Shortly after MLK’s death he said to himself, “I have been living my life for Martin’s dream. Now it is time for me to live for my dream.”
But he wasn’t sure he had a dream. He said, “Many of the leadership supporters of the civil rights movement and the SLC wanted one of us to step into leadership. But we were all afraid we would get killed.”
He was talking to Harry Belafonte, the famous singer and big supporter of the movement, who told him, “We are going to do a big fundraising concert in Atlanta. We will have all my friends from Hollywood, New York, and Las Vegas.”
“Who is the beneficiary of this fundraiser?” asked Andrew.
“You,” Belefonte answered.
“Me? Why do I need money?” asked Andrew.
“You are entering the congressional race here in Georgia.”
And that’s how he became a congressman. He did lose the first time he ran in 1970 but won his seat in the 1972 election. He was re-elected in 1974 and in 1976.
President Jimmy Carter asked him to be the ambassador for the United States at the United Nations. He said, “I didn’t know anything about being an ambassador. But Jimmy thought my civil rights background would help in opening up better relations with Africa. I found out later, he was right.”
After serving as ambassador, he was asked by Atlanta leaders to run for mayor of Atlanta. He did and won. He told me, “I just knew in my heart Atlanta could be an international city of peace with a strong economy.”
This vision came from a book which had a profound impact on him as a community leader. The book was Cities and the Wealth of Nations. He said, “The message of this book hit me hard. I believed what the author said. Strong and vibrant cities create great nations.”
He served as Atlanta’s mayor for two consecutive terms. He brought $70 billion of new private investment to Atlanta. He left this purpose in 1989. While reflecting on his time as mayor, he said to me, “The only way to get something done in a city is to be a true volunteer.”
He ran for governor of Georgia and lost. He never said anything about this in our conversation. But in doing a little digging, I found this in his Wikipedia page.
“Young campaigned hard but by the primary, with no central message, his campaign ran into trouble against the well-heeled and prepared lieutenant governor. Many think he failed in his effort by trying to garner support amongst rural, conservative white voters, rather than turning out his urban and African-American base. Also, Young never found an issue that roused supporters, unlike Miller, who won voters by championing a state lottery. Miller won the runoff, 2 to 1 and ended Young’s gubernatorial aspirations for good.”Wikipedia
Lacking a “central message” tells me being governor was not his next purpose. In every other call to a new purpose, he was uniquely equipped from his experience or his vision for what could be.

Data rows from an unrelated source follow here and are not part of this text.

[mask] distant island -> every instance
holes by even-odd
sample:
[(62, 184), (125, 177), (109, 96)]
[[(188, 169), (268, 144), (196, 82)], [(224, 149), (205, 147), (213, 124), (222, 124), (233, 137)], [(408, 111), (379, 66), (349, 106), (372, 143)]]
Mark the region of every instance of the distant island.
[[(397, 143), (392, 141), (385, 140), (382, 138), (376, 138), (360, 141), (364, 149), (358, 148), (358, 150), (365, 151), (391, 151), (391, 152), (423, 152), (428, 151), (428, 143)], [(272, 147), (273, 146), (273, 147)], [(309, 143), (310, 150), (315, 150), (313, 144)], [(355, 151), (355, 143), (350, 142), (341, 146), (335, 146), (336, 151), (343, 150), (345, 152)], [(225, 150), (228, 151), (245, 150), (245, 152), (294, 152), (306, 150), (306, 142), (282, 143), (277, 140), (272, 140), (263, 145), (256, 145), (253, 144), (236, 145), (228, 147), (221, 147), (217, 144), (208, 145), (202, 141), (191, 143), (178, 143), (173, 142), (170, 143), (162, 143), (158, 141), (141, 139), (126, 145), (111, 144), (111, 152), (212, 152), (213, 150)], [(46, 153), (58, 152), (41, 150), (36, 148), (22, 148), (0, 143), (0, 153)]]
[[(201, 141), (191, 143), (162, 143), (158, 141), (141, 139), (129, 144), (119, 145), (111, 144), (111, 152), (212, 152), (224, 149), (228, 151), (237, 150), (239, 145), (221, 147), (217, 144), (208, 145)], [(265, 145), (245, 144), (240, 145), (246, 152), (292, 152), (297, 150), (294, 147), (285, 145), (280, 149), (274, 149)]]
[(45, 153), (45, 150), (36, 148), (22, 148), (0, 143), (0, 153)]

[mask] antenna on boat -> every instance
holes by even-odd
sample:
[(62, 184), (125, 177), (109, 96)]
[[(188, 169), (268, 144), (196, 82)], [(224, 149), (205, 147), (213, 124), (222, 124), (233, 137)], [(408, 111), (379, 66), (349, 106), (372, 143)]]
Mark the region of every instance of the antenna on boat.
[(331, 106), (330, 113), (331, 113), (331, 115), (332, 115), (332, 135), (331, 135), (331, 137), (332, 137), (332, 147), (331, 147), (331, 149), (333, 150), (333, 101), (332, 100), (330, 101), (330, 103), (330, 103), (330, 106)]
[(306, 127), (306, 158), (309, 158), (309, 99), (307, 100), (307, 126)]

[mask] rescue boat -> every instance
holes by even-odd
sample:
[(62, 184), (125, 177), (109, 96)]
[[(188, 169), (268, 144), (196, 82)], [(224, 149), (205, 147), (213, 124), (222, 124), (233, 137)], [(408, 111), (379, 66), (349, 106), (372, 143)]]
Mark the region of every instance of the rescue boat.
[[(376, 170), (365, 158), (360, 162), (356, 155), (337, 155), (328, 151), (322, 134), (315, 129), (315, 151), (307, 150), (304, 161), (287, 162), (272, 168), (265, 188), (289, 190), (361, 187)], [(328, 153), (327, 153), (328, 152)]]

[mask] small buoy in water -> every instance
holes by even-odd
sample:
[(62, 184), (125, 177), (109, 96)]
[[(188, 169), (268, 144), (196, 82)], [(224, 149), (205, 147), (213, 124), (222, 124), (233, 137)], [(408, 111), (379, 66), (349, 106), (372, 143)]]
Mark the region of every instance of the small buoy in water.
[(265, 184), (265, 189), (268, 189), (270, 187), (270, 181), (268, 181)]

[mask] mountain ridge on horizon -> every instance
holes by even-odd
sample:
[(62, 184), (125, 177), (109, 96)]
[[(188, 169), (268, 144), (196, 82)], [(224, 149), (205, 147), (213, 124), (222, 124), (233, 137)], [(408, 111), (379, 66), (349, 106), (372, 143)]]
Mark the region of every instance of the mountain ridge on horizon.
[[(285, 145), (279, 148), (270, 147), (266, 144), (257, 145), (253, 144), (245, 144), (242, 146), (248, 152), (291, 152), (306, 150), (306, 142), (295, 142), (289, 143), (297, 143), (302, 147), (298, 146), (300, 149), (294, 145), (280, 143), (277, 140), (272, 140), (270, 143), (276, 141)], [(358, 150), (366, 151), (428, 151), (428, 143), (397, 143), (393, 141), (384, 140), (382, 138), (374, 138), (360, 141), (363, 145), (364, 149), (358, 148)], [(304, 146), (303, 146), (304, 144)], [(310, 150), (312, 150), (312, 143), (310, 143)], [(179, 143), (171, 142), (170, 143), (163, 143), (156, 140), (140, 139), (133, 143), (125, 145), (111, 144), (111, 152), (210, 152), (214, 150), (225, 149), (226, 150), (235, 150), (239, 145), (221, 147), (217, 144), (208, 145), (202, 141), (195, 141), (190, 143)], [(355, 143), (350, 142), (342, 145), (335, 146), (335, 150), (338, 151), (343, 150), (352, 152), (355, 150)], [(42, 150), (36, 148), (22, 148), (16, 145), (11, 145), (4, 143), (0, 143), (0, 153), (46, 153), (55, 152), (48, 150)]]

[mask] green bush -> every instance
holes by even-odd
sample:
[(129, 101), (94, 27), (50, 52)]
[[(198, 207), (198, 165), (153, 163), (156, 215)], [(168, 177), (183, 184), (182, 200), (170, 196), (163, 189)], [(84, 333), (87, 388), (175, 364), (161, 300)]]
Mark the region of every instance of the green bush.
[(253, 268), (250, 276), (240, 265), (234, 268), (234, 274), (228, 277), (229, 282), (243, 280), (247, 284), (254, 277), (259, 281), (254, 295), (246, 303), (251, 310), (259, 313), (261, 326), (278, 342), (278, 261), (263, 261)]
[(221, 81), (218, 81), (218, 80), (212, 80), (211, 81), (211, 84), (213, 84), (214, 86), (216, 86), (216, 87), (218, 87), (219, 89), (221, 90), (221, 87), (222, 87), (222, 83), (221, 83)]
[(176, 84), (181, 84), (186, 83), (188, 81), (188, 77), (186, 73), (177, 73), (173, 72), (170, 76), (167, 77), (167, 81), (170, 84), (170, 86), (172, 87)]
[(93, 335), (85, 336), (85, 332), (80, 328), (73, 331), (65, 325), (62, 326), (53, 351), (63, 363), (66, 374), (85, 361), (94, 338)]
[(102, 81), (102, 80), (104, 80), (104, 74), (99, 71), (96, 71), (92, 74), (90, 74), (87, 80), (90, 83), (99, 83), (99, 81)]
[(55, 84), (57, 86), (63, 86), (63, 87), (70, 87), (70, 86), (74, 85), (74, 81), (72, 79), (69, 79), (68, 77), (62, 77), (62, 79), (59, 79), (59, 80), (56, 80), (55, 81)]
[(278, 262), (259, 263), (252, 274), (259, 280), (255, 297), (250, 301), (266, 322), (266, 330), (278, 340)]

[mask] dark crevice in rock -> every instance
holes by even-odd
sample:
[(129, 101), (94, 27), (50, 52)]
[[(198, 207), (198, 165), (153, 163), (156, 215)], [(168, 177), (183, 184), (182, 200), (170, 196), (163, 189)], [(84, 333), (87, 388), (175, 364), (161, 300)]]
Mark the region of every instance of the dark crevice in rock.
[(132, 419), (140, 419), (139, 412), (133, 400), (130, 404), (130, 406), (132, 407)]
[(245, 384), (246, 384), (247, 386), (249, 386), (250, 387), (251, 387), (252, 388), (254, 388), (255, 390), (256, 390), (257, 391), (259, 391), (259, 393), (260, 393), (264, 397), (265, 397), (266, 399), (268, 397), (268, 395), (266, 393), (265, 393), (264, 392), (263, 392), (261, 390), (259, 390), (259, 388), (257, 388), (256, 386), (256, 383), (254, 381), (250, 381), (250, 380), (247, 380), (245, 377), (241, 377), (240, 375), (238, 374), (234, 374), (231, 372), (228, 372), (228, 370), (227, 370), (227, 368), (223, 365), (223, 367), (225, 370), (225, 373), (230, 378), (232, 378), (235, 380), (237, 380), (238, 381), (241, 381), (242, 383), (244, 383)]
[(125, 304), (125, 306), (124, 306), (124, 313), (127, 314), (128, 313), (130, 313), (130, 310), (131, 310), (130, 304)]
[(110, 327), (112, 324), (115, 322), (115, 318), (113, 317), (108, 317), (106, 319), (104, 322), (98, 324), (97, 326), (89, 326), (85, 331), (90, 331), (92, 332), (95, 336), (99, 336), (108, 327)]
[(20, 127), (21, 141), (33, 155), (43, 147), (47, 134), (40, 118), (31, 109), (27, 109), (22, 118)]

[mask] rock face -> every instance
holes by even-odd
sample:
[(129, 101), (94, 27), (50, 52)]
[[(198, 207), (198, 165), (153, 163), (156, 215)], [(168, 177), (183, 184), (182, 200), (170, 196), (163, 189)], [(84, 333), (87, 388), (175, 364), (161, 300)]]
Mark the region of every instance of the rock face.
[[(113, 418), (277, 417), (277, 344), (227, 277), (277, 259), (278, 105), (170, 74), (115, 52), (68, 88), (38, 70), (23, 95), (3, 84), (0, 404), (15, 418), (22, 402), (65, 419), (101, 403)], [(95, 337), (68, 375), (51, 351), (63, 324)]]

He got involved with Atlanta’s bid for the 1996 Olympics. He said, “Atlanta was a unique city for the Olympics. We had no natural barriers for venues. We could host venues in all four directions from the city.” He told me he expected $1 billion in revenue if they won the bid. When the 1996 Olympic Games were completed, they realized $2.5 billion. “It was an amazing boost for Atlanta and all who participated.”
In the midst of his stories on the Olympic bid, win, and operations, he said, “When I met Billy Payne, I thought he was a prophet from God.” That’s how much Andrew loved Atlanta and admired great leaders.
So there I was thinking, What about my next purpose?
After writing about Andrew Young’s changing purpose at each stage of his life, who am I to ask this question? My next purpose will come, no doubt. God uses all who are available to Him.